There are few things in life that define comfort food better than warm cherry cobbler. Why it’s called cobbler is a bit of a mystery – perhaps it was created by a shoemaker way back when but if it was, the story didn’t survive. The most popular theory is that it was named for a wooden bowl called a “cobeler” that was a popular cooking tool 0f ye olden days. [photo via flickr]
What we do know is that cobbler–as we know it today–was borne out of the necessity of consolidating available resources during pioneer days. Back in the 19th century, as the settlers populated the American West, the basic ingredients used in meals were in short supply. The cobbler evolved out of the traditional pie using less flour than a pie crust. Sometimes the cobbler was made with meats and vegetables and was eaten as the main (and sometimes only) dish of a particular meal. It is also believed that the savory versions became the basis for dishes like pot pie. Now here’s a traditional recipe that showcases the simplicity and appeal of this true American tradition!

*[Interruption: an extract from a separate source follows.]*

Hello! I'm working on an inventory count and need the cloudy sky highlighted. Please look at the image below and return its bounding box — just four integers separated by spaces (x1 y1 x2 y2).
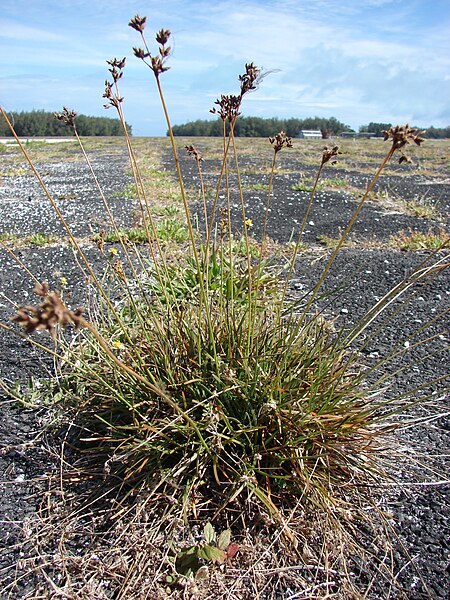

- 3 tablespoons butter, melted
- 1 cup all-purpose flour
- 1/4 teaspoon salt
- 1 teaspoon baking powder
- 1/2 cup milk
- 1 cup white sugar
- 1 tablespoon cornstarch
- 1 cup boiling water
- 3 1/2 cups fresh cherries, pitted
- 3/4 cup white sugar
- Mix 3/4 cup sugar, butter or margarine, flour, salt, baking powder, and milk together. Place cherries in the bottom of a 9 inch square pan. Spread dough over cherries.
- In a small bowl, combine 1 cup sugar and cornstarch. Stir in boiling water. Pour mixture over the dough.
- Bake at 350 degrees F (175 degrees C) for 45 minutes. Serve warm.
For the perfect accent, add a scoop of premium vanilla ice cream, a dollop of freshly whipped cream–or maybe some Greek yogurt or Créme Fresh. For a more grown-up variation, add a half ounce of brandy before baking. Now you’ve got a delicious, warm Cherries Jubilee cobbler to pass around once the kids go to bed!